4月25日に4都府県で始まった3度目の緊急事態宣言は、いまや10都道府県にまで拡大。感染者数については減少傾向ではあるものの、依然として厳しい状況が続いている。
そんななか、読売新聞オンラインは沖縄県(6月20日が期限)を除く9都道府県について、政府が今月末まで宣言を延長する方向で調整に入ったことを報じた。
懸念されるのは、いまも臨時休館が続く美術館・博物館の対応だ。当初、5月11日までとされていた今回の宣言では、国と都でミュージアムをめぐる対応が分かれた。国立施設は再開、都立施設は休館継続という別々の動きを見せ、大きな混乱を招いたことは記憶に新しい。11日には国が折れるかたちで都内の国立施設はすべて休館継続となり、私立美術館も多くが休館を続けてる。
いっぽうで劇場や百貨店では営業を再開するケースも見られ、ミュージアムの休館継続には多くの疑問が残ったままだ。今回の宣言ではこれ以上の延長がなくとも、休館期間は1ヶ月を超えることになる。多くの施設にとってかきいれ時だった大型連休も休館によって逃したミュージアムにとって、これ以上の休館継続は経営的に大きなダメージとなることは間違いない。
ミュージアムはコロナ禍で事前予約制の導入や来館者のアルコール消毒、検温などの対策を進めてきた。いま都内で営業を続ける私立美術館には、1時間あたりの予約受付数を少数に制限する施設もあり、人流を抑制しつつ開館することは可能だ。また、そもそもミュージアムは作品や資料を維持するために、温湿度を一定に保つ強力な空調装置を24時間稼働させている。

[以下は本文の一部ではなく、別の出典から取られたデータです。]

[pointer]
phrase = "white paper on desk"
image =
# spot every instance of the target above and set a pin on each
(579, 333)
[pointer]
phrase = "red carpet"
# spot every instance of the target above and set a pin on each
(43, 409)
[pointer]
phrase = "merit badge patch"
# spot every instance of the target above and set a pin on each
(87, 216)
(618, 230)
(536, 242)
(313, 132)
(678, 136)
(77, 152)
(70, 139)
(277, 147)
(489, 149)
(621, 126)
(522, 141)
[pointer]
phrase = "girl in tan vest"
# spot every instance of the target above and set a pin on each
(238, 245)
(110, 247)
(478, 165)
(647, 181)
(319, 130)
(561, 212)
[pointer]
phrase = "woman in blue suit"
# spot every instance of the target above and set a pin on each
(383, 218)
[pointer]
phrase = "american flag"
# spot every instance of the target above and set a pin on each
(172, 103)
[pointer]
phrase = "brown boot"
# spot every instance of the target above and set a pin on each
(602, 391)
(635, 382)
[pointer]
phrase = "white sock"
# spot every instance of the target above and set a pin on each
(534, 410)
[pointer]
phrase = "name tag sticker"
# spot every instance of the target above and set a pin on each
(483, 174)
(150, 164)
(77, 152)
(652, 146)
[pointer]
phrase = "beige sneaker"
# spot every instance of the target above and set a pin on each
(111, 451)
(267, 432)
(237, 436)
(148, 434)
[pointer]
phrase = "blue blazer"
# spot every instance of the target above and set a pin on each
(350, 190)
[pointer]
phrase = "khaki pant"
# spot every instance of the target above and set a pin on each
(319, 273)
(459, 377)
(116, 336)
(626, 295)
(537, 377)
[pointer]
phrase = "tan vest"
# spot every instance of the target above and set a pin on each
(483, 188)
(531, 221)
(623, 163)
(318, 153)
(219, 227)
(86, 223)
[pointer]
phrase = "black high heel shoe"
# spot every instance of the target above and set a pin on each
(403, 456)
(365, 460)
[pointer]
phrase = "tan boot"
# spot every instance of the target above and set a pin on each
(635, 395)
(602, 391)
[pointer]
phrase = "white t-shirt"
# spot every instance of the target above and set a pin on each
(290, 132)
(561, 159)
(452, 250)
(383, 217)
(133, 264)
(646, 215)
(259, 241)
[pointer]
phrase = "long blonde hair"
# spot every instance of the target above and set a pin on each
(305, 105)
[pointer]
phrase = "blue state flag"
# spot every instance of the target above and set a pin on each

文化庁の都倉長官は11日に発したメッセージのなかで「文化芸術活動の休止を求めることは、あらゆる手段を尽くした上での最終的な手段であるべき」「文化芸術活動は、断じて不要でもなければ不急でもありません。(中略)社会全体の健康や幸福を維持し、私たちが生きていく上で、必要不可欠なものである」と明言している。こうした文化庁の姿勢を自治体と共有し、ミュージアムは本当に休館すべきかどうかが議論される必要がある。